Początek odcinka przysporzył sporo emocji, ale to była tylko przygrywka przed prawdziwym dramatem i łzami wzruszenia. Twórcy nie zdecydowali się, aby bezpośrednio pokazać Jacka podczas jego ostatnich chwil. Postanowili postawić widzów na miejscu Rebecci, która w jednej chwili zapewniała swoich bliskich, że wszystko jest z nim w porządku, a w kolejnej dowiedziała się, że jej mąż nie żyje. Wywarło to duże wrażenie, bo mina doktora mówiła wszystko, ale i tak serce się krajało, gdy próbował uświadomić Rebeccę o tej stracie. Sama Mandy Moore wcielająca się w tę postać też świetnie zagrała przemianę z kompletnego braku akceptacji tragicznej prawdy w rozpacz, gdy zobaczyła nieżyjącego Jacka. Były to niezwykle wzruszające momenty odcinka, choć jeszcze mocniej przeżywało się chwile, gdy Rebecca musiała wziąć się w garść i przekazać dzieciom tę straszną wiadomość. Natomiast scena z batonikiem była dziwna, co nawet później sama bohaterka skomentowała.

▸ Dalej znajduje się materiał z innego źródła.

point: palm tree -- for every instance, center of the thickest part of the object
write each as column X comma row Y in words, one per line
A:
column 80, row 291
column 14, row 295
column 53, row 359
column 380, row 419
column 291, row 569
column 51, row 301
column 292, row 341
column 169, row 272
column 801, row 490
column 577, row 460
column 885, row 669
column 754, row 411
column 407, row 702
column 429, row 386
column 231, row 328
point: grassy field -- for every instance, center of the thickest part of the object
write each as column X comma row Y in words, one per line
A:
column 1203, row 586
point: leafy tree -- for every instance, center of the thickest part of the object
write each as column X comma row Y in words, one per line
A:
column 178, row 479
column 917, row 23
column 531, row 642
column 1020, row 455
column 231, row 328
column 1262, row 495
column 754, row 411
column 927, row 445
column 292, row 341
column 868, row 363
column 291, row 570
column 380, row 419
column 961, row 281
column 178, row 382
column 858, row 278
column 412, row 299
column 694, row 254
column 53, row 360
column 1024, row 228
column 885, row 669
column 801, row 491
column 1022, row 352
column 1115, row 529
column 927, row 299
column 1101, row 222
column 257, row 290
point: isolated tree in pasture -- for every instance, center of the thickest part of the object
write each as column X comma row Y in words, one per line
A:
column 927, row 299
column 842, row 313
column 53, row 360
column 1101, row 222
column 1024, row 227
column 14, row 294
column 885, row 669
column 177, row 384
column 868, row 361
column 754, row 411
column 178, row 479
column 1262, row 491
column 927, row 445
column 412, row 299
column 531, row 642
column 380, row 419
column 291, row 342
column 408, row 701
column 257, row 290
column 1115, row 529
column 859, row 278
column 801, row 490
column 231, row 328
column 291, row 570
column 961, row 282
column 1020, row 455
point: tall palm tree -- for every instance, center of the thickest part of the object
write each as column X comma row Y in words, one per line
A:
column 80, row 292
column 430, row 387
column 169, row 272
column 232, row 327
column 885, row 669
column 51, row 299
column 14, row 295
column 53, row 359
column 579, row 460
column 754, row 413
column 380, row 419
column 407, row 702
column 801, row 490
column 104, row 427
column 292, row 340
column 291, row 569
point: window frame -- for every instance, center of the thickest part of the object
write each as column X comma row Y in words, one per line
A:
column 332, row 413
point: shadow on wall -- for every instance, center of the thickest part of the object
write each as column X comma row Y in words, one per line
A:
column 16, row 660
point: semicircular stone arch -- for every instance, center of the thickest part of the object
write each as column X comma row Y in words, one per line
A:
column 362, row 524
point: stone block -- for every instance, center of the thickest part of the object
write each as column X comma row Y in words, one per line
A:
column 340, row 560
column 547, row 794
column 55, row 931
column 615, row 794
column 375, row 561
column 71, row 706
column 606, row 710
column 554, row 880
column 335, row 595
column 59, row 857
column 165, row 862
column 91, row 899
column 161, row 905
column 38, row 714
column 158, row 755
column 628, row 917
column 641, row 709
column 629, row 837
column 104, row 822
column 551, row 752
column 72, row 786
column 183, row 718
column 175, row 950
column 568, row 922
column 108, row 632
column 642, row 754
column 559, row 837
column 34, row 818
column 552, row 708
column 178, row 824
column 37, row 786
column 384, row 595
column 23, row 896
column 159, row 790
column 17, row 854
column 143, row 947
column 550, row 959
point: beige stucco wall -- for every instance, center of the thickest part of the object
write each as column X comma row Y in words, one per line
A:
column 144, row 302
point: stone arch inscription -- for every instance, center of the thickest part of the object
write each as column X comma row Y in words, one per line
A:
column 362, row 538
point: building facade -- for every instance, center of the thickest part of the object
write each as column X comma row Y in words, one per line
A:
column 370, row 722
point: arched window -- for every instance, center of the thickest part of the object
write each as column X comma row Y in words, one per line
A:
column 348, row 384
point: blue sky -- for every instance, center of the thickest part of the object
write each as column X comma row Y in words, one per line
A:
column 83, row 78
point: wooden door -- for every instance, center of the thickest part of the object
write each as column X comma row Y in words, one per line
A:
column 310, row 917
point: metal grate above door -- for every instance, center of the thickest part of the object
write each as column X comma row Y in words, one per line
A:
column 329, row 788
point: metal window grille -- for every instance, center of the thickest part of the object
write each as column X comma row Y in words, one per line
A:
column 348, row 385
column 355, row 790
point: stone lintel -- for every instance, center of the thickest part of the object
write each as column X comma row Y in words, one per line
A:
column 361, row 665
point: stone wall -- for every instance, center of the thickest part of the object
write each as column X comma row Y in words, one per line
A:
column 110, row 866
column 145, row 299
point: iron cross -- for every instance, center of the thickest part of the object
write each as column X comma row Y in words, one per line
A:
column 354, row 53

Ale było w tym coś prawdziwego, ponieważ ludzie w szoku czasem zachowują się niewytłumaczalnie w obliczu różnych sytuacji, na które nie byli przygotowani. Tym samym serial znowu zrobił wrażenie swoim realizmem.
Tymczasem w teraźniejszości panowały raczej słodko-gorzkie nastroje. Każdy z członków rodziny Pearsonów obchodził rocznicę śmierci Jacka na swój sposób. Najbardziej ten dzień przeżywała Kate, która oglądała nagranie video, ale o mało co nie straciła kasety przez awarię magnetowidu. Jednak nie jej panika tutaj emocjonowała, ale przejmujące słowa, które powiedziała Toby’emu. Były pełne miłości i w piękny sposób utrwalały wizerunek Jacka, gdzie smutek ustąpił nadziei i pokrzepieniu. Co jakiś czas wspólne sceny Kate i Toby’ego w Tacy jesteśmy naprawdę potrafią zaimponować uczuciowością i bijącym od nich blaskiem. Tak dobrze one wypadły, że nawet telefoniczna rozmowa Rebecci z synem mocno przybladła, choć była sympatyczna. Poza tym spodziewałam się większych emocji podczas monologu Kevina przy drzewie. Można było wycisnąć więcej z tej sceny i jeszcze bardziej wzruszyć widzów.
Z pozoru najsłabiej prezentował się wątek Randalla, który organizował imprezę związaną z meczem Super Bowl. Jego entuzjazm wydawał się wymuszony w obliczu rocznicy śmierci Jacka, co trochę irytowało. Pogrzeb jaszczurki był tragikomiczny, ale też pozostawił pewną rysę, gdy Randall zaczął nieskładnie opowiadać o cierpieniu po stracie kogoś bliskiego. Mimo nieciekawego początku tego wątku, jego końcówka mogła się podobać w związku z niespodzianką, jaką zafundowali nam twórcy, którzy znowu zrobili widzom psikusa. Kilka odcinków wcześniej zasugerowali, że chłopiec czekający na nowych rodziców być może trafi do Pearsonów, a okazało się, że oglądamy futurospekcję z dorosłą Tess. Odwracając uwagę widzów telefonem od Dejy, zaskoczyli maksymalnie, tak jak to mieli w zwyczaju robić w pierwszym sezonie. Znakomicie im się to udało!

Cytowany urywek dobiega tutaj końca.